Aus Sicht der Landesärztekammer ist der Zuzug ausländischer Ärzte nur ein Instrument, Lücken zu schließen. „Vorrangig müssen wir aber die hier ausgebildeten Ärzte halten und die Studienkapazitäten ausbauen“, betont Kammersprecher Oliver Erens. 4456 ausländische berufstätige Ärzte zählte die Kammer Ende 2016 - das entspricht gut neun Prozent aller Ärzte im Land. Die größte Gruppe stellen die Rumänen, gefolgt von den Griechen. Im gemessen an der Bettenzahl größten Krankenhaus im Südwesten, dem Stuttgarter Klinikum, haben elf Prozent der Ärzte eine ausländische Staatsbürgerschaft; im Pflegedienst sind es zwölf Prozent. Aktuell sind 57 Arztstellen unbesetzt, fünf im Pflegedienst. Die Baden-Württembergische Krankenhausgesellschaft (BWKG) hält das Personal-Plus im Regierungspräsidium für dringend notwendig. „Jetzt muss abgewartet werden, ob das reicht“, sagt die Verbandssprecherin Annette Baumer. Die Krankenhäuser und Pflegeeinrichtungen beklagten, dass die Anerkennungsverfahren zu lange dauern.

Prozesse verkürzen

„Mancher Arzt ist bereits in ein anderes Bundesland abgewandert, weil es da schneller ging“, weiß Baumer. Dabei fällt es nach einer BWKG-Umfrage 64 Prozent der Krankenhäuser schwer, ihre Arzt-Stellen zu besetzen; im Bereich der Pflege sind es sogar 70 Prozent. „Ohne die ausländischen Fachkräfte wäre die Situation noch schwieriger“, sagt Baumer. „Aber den Personalmangel werden sie nicht ausgleichen können.“

Das IQ Netzwerk zur Integration internationaler Fachkräfte hofft auf mehr Tempo. Ziel sei, die bisher bis zu acht Monate dauernden Prozesse auf die gesetzlich vorgegebenen drei Monate zu verkürzen, sagt Anerkennungsberaterin Maryam Shariat aus Mannheim. Das entlaste die Kliniken, weil sie Stellen früher besetzen könnten. Auch der Bundesverband privater Anbieter sozialer Dienste (bpa) verlangt eine raschere Anerkennung ausländischer Abschlüsse. Die Mitglieder könnten nicht sechs Monate oder länger darauf warten, dass die Behörde den Eingang von Dokumenten bestätigt oder neue Nachweise fordert. Bpa-Landeschef Rainer Wiesner: „Das muss schneller gehen.“ Die Gesundheitsberufe bilden nach Angaben des Statistischen Landesamtes mit 2232 abgeschlossenen Anerkennungsverfahren 2016 die größte Gruppe. Stark vertreten sind auch Sozialarbeiter und Erzieher mit 1069 und Ingenieure mit 450 abgeschlossenen Verfahren. Die Gesamtzahl der Verfahren zur Anerkennung ausländischer Berufsqualifikationen liegt bei 4800.

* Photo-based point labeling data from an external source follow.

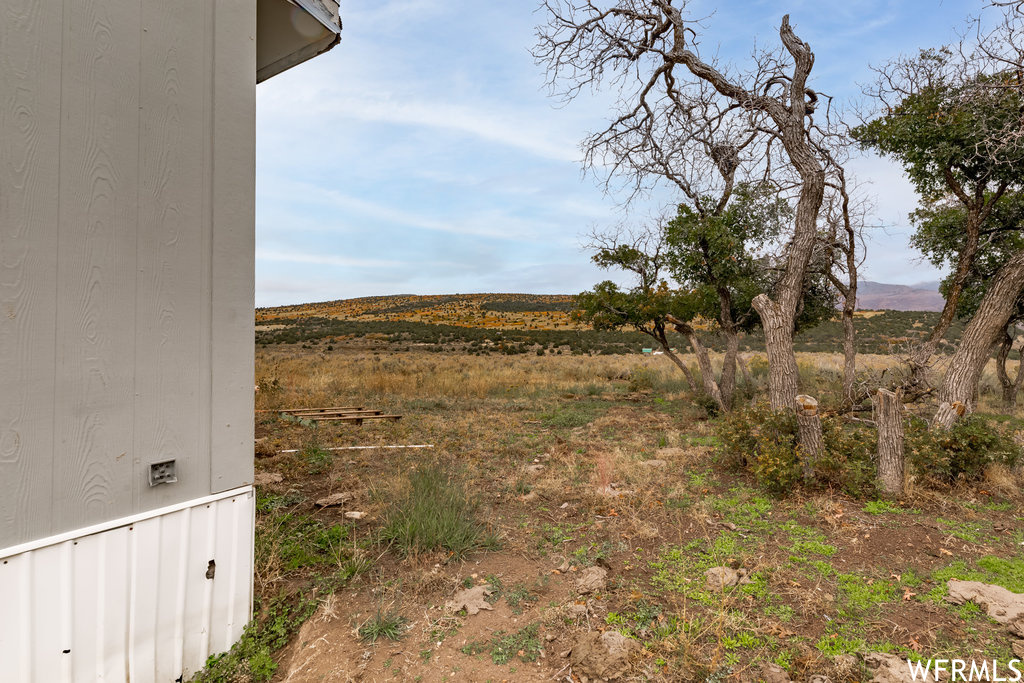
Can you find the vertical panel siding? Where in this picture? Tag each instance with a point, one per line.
(126, 256)
(131, 603)
(30, 122)
(171, 285)
(233, 242)
(98, 204)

Rumänen stellen größte ausländische Ärztegruppe

4465 Menschen waren Ende 2016 im Südwesten ohne deutschen Pass als Ärzte tätig. Besonders viele von ihnen kamen aus Rumänien - genau 663, wie eine Statistik der Landesärztekammer zeigt. Aus Griechenland stammten 371 Mediziner, aus Österreich 292. Weitere große Gruppen sind Ungarn, Russen sowie Bewohner der früheren Sowjetunion, Italiener und Bulgaren. Syrien ist Herkunftsland von 134 Ärzten.

In Kliniken arbeiteten laut der Erhebung die meisten Mediziner ohne deutschen Pass - präzise 3569. Der Rest teilt sich fast hälftig auf Niederlassung und auf sonstige ärztliche Tätigkeiten auf.